Türkiye'de kendi geleceğini tayin edecek bir yapı olmadığı için, biçildiği yerde kalacaktır. Türkiye stratejik olarak kuşatılmaktadır. Rusya, İran ile yakın ilişkiler kurarak Türkiye'nin Kafkaslara girmesini engelliyor. Bunun yanında Balkan ülkeleri A.B.'nin üyesi olmaktadır. Irak anti-Amerikan cephede yer almaktadır ve Suriye'nin konumu da belli değildir. Bir Avrupa Rusya ittifakı olması durumunda Türkiye'nin ortada kalacağı oldukça açıktır.
A.B.D. Türkiye'yi bırakabilir mi? Eğer A.B.D. Türkiye'yi kaybederse Amerikalılar turist olarak bile Atlantik'i geçemezler.

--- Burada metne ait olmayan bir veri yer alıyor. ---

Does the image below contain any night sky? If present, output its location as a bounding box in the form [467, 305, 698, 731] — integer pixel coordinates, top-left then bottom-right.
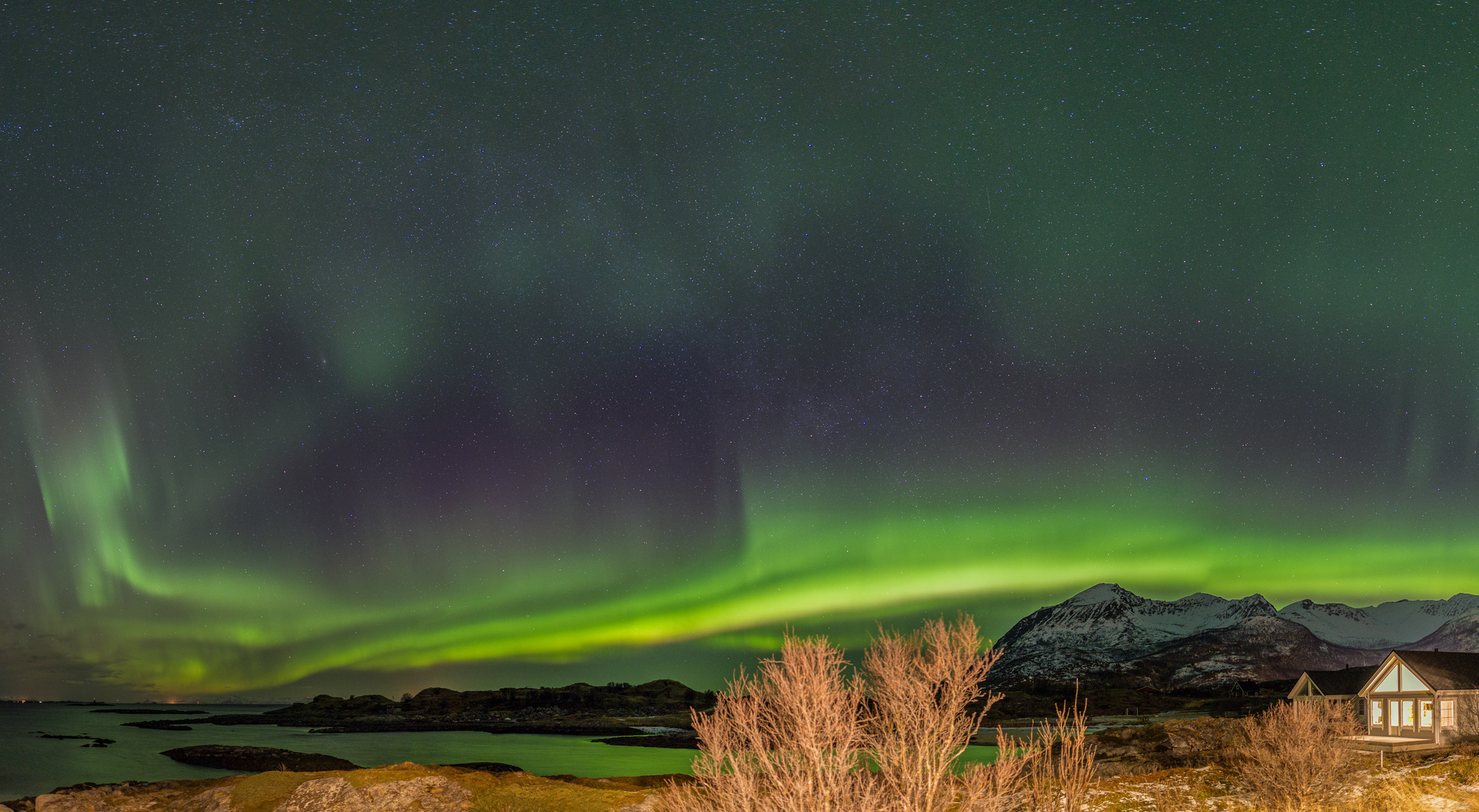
[0, 0, 1479, 698]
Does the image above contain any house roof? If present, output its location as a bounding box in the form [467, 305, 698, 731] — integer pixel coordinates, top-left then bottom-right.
[1305, 665, 1380, 697]
[1392, 648, 1479, 691]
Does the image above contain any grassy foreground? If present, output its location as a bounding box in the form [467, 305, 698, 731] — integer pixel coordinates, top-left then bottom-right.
[14, 753, 1479, 812]
[0, 762, 677, 812]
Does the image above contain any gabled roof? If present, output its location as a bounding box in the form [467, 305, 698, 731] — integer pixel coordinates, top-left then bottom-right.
[1305, 665, 1380, 697]
[1392, 650, 1479, 691]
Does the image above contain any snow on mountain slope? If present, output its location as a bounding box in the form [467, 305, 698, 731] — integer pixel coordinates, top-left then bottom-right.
[991, 584, 1479, 685]
[1279, 592, 1479, 648]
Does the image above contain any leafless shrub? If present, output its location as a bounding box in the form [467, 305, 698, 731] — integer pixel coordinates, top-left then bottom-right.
[960, 726, 1037, 812]
[653, 615, 1093, 812]
[862, 615, 1000, 812]
[1233, 701, 1358, 812]
[1025, 695, 1095, 812]
[656, 636, 880, 812]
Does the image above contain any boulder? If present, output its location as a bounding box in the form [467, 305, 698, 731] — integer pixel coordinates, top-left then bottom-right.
[161, 744, 364, 772]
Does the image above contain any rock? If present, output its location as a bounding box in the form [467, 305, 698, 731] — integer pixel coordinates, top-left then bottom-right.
[277, 778, 370, 812]
[359, 775, 471, 812]
[159, 744, 364, 772]
[592, 732, 698, 750]
[123, 719, 195, 731]
[277, 775, 471, 812]
[1089, 717, 1242, 778]
[447, 762, 523, 772]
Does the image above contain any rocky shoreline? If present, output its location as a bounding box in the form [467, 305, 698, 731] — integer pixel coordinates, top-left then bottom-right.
[0, 748, 691, 812]
[132, 679, 714, 737]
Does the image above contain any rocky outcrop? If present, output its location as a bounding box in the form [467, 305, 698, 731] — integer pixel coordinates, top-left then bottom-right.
[0, 763, 668, 812]
[1089, 717, 1242, 778]
[592, 731, 698, 750]
[192, 679, 714, 735]
[159, 744, 361, 772]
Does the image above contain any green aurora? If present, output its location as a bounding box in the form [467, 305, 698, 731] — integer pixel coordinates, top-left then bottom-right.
[0, 3, 1479, 698]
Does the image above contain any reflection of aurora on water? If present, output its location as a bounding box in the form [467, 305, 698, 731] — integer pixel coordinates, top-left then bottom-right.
[0, 2, 1479, 695]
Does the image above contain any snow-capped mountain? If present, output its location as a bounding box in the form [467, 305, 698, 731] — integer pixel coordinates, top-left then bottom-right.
[1279, 592, 1479, 648]
[991, 584, 1479, 686]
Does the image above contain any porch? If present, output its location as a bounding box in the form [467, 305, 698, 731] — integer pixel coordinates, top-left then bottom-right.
[1340, 735, 1450, 753]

Abartılı ama istikameti gösteriyor. A.B.D. Ortadoğu'yu kaybederse yeri,ne Meksika ve Venezüella'da petrol kuyuları açarak ihtiyacını karşılayamaz mı? Eğer petrolü bir yakıt olarak düşünürsek, A.B.D.'nin Ortadoğu'dan çıkmasının hiçbir sakıncası yoktur. Ama petrolün bugün yakıt olmaktan ziyade önemli bir işlevi daha vardır. O da dünya parasal hareketini kontrol etmesidir. Bir örnek verelim. Bundan iki sene evvel petrolün varili 10$'dı, ansızın ne üretimde bir azalma ne de tüketimde bir artma meydana gelmeksizin varili 30$'a fırladı. Ekonomistlerin arz-talep kanunu hiç işlemeden petrolün fiyatı üç misline çıkmıştır.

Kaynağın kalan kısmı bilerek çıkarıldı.